Ufff, last attempt to understand that silly WCF.
What I did now is:
create client that starts 20 threads, every thread sends requests to service in a loop. Performance counter on server claims that only 2 instances of service object are created all the time. Average request time is about 40seconds (I start measuring before proxy call and finish after call returns).
modify that client to start 5 threads and launch 4 instances of that client (to simulate 20 threads behaviour from previous example). Performance monitor shows that 8 instances of service object are created all the time. Average request time is 20seconds.
Could somebody tell me what is going on?

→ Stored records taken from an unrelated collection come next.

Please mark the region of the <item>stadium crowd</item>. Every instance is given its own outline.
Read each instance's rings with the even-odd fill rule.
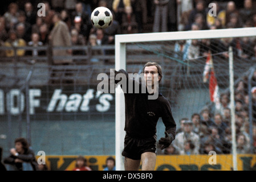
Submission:
[[[53,18],[56,14],[71,36],[70,39],[66,38],[70,42],[63,46],[113,44],[115,35],[120,34],[188,31],[194,30],[194,26],[197,30],[256,26],[256,2],[253,0],[243,3],[201,0],[9,2],[2,7],[0,15],[1,44],[6,46],[40,46],[54,42],[51,41],[50,34],[56,24]],[[211,15],[213,11],[208,7],[212,2],[216,5],[216,16]],[[39,3],[45,5],[45,15],[40,15],[43,10],[38,7]],[[92,11],[98,6],[108,7],[113,15],[112,26],[103,32],[96,32],[90,19]],[[33,53],[31,52],[28,53]],[[1,55],[11,56],[13,53],[7,50],[2,51]],[[18,56],[25,53],[22,50],[17,52]]]
[[[67,40],[62,46],[113,44],[115,35],[148,32],[189,31],[256,27],[256,1],[201,0],[113,0],[113,1],[11,1],[1,9],[0,44],[1,47],[42,46],[60,41],[58,31],[64,32]],[[46,7],[46,16],[38,15],[38,5]],[[208,13],[208,5],[217,5],[217,15]],[[105,30],[96,30],[91,24],[91,14],[98,6],[109,8],[113,15],[112,24]],[[61,21],[60,30],[54,28]],[[196,28],[195,28],[196,27]],[[70,36],[68,39],[68,37]],[[256,43],[250,43],[256,52]],[[245,43],[247,44],[247,43]],[[79,54],[79,51],[67,50],[60,55]],[[43,55],[43,51],[24,51],[17,54]],[[95,52],[97,54],[97,52]],[[14,56],[13,50],[1,51],[2,57]],[[245,54],[245,56],[246,55]],[[255,57],[255,55],[254,55]],[[255,59],[254,59],[255,60]],[[63,60],[62,60],[63,61]],[[70,61],[66,60],[65,63]],[[59,64],[58,61],[54,63]],[[254,111],[256,110],[256,72],[251,90],[247,90],[246,78],[235,89],[235,125],[239,154],[256,153],[256,114],[254,114],[253,151],[250,150],[249,121],[249,96],[251,92]],[[229,94],[221,96],[220,104],[214,111],[206,108],[190,118],[180,121],[181,127],[169,147],[159,154],[166,155],[231,152],[230,108]]]
[[[235,86],[235,127],[238,154],[256,154],[256,71],[252,78],[252,88],[248,90],[245,76]],[[253,103],[253,138],[250,136],[249,97]],[[190,118],[180,120],[180,127],[171,145],[159,154],[193,155],[232,154],[230,101],[229,93],[222,93],[220,103],[213,107],[206,106]],[[251,147],[251,143],[253,147]]]

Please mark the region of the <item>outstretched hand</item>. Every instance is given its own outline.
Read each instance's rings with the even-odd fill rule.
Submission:
[[[162,144],[161,147],[161,150],[163,150],[165,148],[172,143],[173,140],[173,138],[167,133],[167,131],[165,131],[165,137],[162,137],[159,140],[159,144]]]

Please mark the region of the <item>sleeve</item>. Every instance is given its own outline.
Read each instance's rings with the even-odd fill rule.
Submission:
[[[120,73],[121,75],[119,75]],[[116,77],[117,75],[117,77]],[[139,81],[135,80],[135,78],[129,77],[128,73],[123,69],[119,71],[115,71],[115,83],[116,84],[121,84],[121,87],[124,93],[136,93],[143,90],[141,84]],[[123,79],[125,79],[125,80],[123,81]],[[125,85],[126,88],[124,86],[124,85]],[[129,89],[129,87],[130,86],[132,86],[132,88]],[[137,90],[137,88],[139,88],[139,90]]]
[[[172,115],[170,104],[167,100],[165,102],[161,108],[161,118],[165,126],[165,131],[172,136],[174,140],[176,132],[176,123]]]
[[[16,158],[22,160],[24,162],[32,162],[34,159],[35,155],[34,152],[29,150],[26,154],[19,154]]]
[[[12,155],[10,155],[6,158],[3,159],[3,163],[7,164],[14,164],[15,159],[13,157]]]

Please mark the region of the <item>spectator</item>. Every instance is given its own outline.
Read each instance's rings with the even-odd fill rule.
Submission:
[[[154,0],[155,6],[153,32],[166,32],[168,30],[168,2],[169,0]]]
[[[188,118],[183,118],[180,120],[180,127],[176,130],[176,134],[184,131],[184,123],[186,121],[189,120]]]
[[[26,46],[26,42],[22,39],[19,39],[17,34],[14,30],[10,30],[9,32],[9,37],[5,42],[5,46],[6,47],[22,47]],[[24,56],[25,51],[24,49],[17,49],[16,53],[13,49],[8,49],[6,51],[6,55],[7,57],[14,56],[15,54],[18,56]]]
[[[27,43],[27,46],[32,47],[37,47],[43,46],[43,43],[39,41],[39,35],[38,33],[32,34],[31,40]],[[36,49],[32,49],[32,50],[27,51],[26,54],[30,56],[38,56],[44,55],[46,54],[46,52],[43,51],[38,51]],[[36,61],[36,60],[33,59],[30,60],[30,63],[34,64]]]
[[[137,24],[135,15],[133,14],[132,6],[126,6],[123,15],[121,32],[123,34],[133,34],[137,32]]]
[[[177,0],[177,4],[178,31],[182,31],[184,30],[185,26],[188,24],[188,16],[193,7],[193,1]]]
[[[48,169],[48,167],[46,166],[46,164],[38,164],[38,171],[50,171]]]
[[[137,24],[138,33],[143,33],[144,25],[147,22],[146,0],[131,0],[133,14]]]
[[[58,13],[64,9],[64,0],[51,0],[51,5],[52,9]]]
[[[254,14],[253,15],[252,26],[254,27],[256,27],[256,13],[254,13]]]
[[[180,151],[181,155],[193,155],[198,154],[198,152],[195,152],[194,148],[195,146],[193,143],[192,141],[188,140],[184,143],[184,148],[183,150]]]
[[[51,6],[49,4],[48,1],[43,2],[43,3],[45,5],[45,13],[46,16],[42,16],[43,19],[43,22],[46,23],[48,28],[50,30],[52,29],[52,18],[55,14],[55,11],[54,10],[52,10],[51,8]]]
[[[195,15],[194,23],[196,23],[198,26],[198,30],[209,29],[208,26],[205,22],[205,19],[204,17],[203,14],[201,13],[198,13]],[[193,30],[192,27],[192,30]]]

I thought that there is a problem with server that it doesn't want to handle more requests at concurently, but apparently it is client that causes a stir and don't want to send more requests concurently... Maybe there is some kind of configuration option that limits client from sending more then two requests at one time... (buffer,throttling etc...)
Channel factory is created in every thread.

You might want to refer to this article and make adjustment to your WCF configuration (specifically maxConnections) to get the number of connections you want.
Consider using something like http://www.codeplex.com/WCFLoadTest to hit the service.
Also, perfmon will only get you so far. If you want to debug WCF service you should look at the SvcTraceViewer and SvcConfigEditor in the Windows SDK.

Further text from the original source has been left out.